Oggi voglio rivolgermi a un gruppo specifico. Durante gli ultimi anni centinaia di migliaia di voi sono ritornati da una missione a tempo pieno. Ognuno di voi ha risposto alla stessa chiamata che il Salvatore fece ai Suoi discepoli:

«Andate dunque, ammaestrate tutti i popoli, battezzandoli nel nome del Padre e del Figliuolo e dello Spirito Santo,

insegnando loro d’osservare tutte quante le cose che v’ho comandate. Ed ecco, io sono con voi tutti i giorni, sino alla fine dell’età presente» (Matteo 28:19-20).

È stato vostro privilegio andare in molte parti del mondo per portare il messaggio del Salvatore: un invito a venire a Lui e a godere delle benedizioni del Suo vangelo. Avete avuto il privilegio di vivere in diverse culture e imparare differenti lingue. È stata anche un’occasione per rafforzare la vostra personale testimonianza della missione di Gesù Cristo.

Nel corso degli anni ho avuto l’onore d’incontrare voi missionari ritornati; molti desiderano ritornare a trovare le persone che ebbero il privilegio di servire. Non vedete l’ora di parlare dei momenti vissuti sul campo di missione. Nel vostro annuncio di matrimonio e nel vostro curriculum vitae aggiungete un punto che vi identifica come missionario ritornato. Sebbene non portiate più una targhetta da missionario, siete desiderosi di identificarvi come qualcuno che ha servito il Signore quale missionario. In più, avete cari ricordi per il fatto di avere scoperto la gioia del servizio evangelico.

Ho anche scoperto da molti incontri con voi che lasciare il campo di missione e ritornare alla vita svolta prima della missione a volte è difficile. Forse è difficile per molti di voi mantenere vivo lo spirito del lavoro missionario mentre non servite più come missionari a tempo pieno della Chiesa di Gesù Cristo dei Santi degli Ultimi Giorni.

Spero di riuscire a darvi alcuni suggerimenti.
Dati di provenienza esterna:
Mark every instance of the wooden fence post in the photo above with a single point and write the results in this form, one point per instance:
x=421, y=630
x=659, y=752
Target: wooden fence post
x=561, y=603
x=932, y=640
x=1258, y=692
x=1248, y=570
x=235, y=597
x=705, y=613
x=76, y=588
Uno dei ricordi più vivi che ho dell’essere missionario è quanto mi avvicinai al Signore attraverso la regolare preghiera. Ai miei tempi la Casa della Missione era sulla State Street a Salt Lake City. Era un grande edificio che era stato trasformato in un centro di addestramento per i missionari, con grandi camerate dove c’erano fino a dieci letti. Si arrivava la domenica sera.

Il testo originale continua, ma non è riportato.